Résumé de la décision
Dans cette affaire, le ministre de l'agriculture, de l'agroalimentaire et de la forêt a fait appel d'un jugement du tribunal administratif de Lille qui avait annulé une décision de la commission départementale d'aménagement foncier du Nord en raison de l'absence de publication d'un arrêté désignant ses membres. La cour administrative d'appel de Douai a rejeté cet appel en considérant que le moyen du ministre était inopérant. Toutefois, le Conseil d'État a annulé l'arrêt de la cour, en affirmant que la commission pouvait être considérée comme valablement constituée, indépendamment des conditions de publication de l'arrêté, à condition qu'il ait été signé.
Arguments pertinents
1. Constitution de la commission :
- Le ministre soutenait que l'absence de publication de l'arrêté du 15 mai 2007 ne rendait pas la commission incompétente.

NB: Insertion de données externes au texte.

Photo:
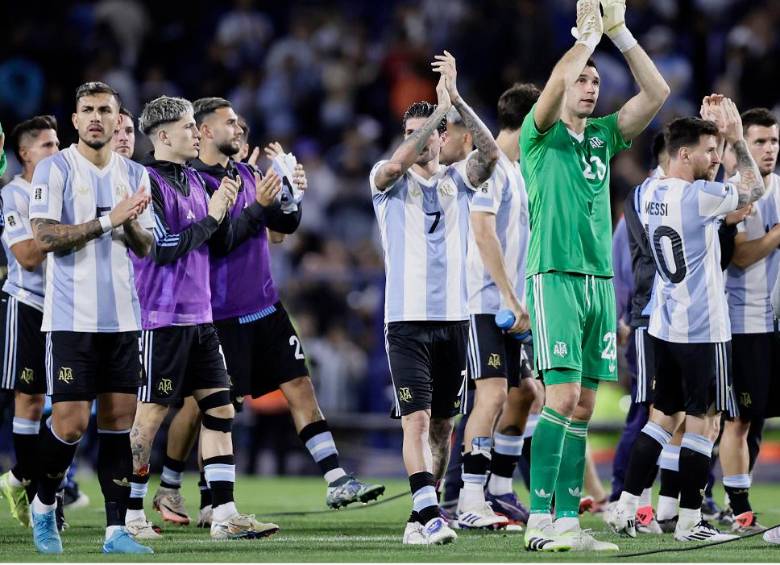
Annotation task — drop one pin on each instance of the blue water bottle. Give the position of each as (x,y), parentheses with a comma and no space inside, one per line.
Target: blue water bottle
(505,319)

En effet, le Conseil d'État a relevé que "l'arrêté, qui désignait les membres d'une commission administrative, présentait le caractère d'un acte de nomination prenant effet dès la date de sa signature, indépendamment des conditions de sa publication".
2. Incidence sur la légalité :
- Le Conseil d'État a critiqué la cour administrative d'appel pour avoir écarté le moyen du ministre sur la seule base que les conditions de publication n'affectaient pas la légalité de l'acte, considérant que "la cour a méconnu son office en se fondant sur cette circonstance pour écarter le moyen comme inopérant".

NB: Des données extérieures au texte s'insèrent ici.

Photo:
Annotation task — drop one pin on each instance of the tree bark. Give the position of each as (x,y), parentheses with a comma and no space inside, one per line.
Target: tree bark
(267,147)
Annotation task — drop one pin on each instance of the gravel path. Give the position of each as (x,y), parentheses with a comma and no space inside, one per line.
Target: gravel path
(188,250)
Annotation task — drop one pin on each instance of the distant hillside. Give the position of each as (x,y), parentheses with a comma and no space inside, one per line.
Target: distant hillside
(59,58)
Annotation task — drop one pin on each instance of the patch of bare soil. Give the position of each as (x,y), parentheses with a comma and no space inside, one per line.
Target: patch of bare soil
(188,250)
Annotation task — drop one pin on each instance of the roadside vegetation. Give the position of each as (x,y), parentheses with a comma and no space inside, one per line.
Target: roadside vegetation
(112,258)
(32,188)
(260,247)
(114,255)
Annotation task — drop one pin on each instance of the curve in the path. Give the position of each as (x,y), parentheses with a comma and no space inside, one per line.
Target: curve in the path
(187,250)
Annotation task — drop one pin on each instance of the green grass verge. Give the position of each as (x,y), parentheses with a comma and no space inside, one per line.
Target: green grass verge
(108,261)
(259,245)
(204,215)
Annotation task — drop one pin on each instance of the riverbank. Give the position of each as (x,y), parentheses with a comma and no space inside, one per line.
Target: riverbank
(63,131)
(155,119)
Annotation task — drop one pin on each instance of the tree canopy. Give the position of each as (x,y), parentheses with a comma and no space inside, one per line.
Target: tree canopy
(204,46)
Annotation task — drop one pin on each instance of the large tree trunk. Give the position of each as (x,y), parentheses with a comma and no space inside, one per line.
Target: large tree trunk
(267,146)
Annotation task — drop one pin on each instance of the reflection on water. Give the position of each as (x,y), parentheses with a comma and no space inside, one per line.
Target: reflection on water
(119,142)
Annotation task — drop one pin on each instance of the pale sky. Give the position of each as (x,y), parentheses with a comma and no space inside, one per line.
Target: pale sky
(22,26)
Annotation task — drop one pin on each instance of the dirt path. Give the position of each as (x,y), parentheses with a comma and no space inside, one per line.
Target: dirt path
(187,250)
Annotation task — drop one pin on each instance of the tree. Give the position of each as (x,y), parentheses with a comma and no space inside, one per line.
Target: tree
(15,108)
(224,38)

Interprétations et citations légales
Le Conseil d'État a interprété les dispositions du Code rural et de justice administrative en considérant que la publication d’un acte administratif est nécessaire pour la transparence des décisions administratives, mais qu'elle n'impacte pas la légalité des actes déjà en vigueur.
1. Code rural - Article R. 121-9 :
- Cet article stipule que les actes tels que l'arrêté désignant les membres d'une commission doivent faire l'objet d'une publication, mais cela ne peut entraîner une inexécution de dispositions qui, par leur nature, prennent effet dès leur signature.
2. Code de justice administrative :
- Bien que le jugement du tribunal administratif ait mentionné l'absence de légitimité de la commission sur la base de la non-publication, la décision du Conseil d'État souligne que le ministre aurait dû être entendu sur la validité de la nomination, indépendamment de la publication, renforçant ainsi le principe selon lequel un acte de nomination produit ses effets dès sa signature.
Ainsi, la décision souligne l'importance de la régularité des actes administratifs tout en rappelant que leur légalité peut exister même en l'absence de publication, du moment qu'ils respectent les conditions procédurales requises.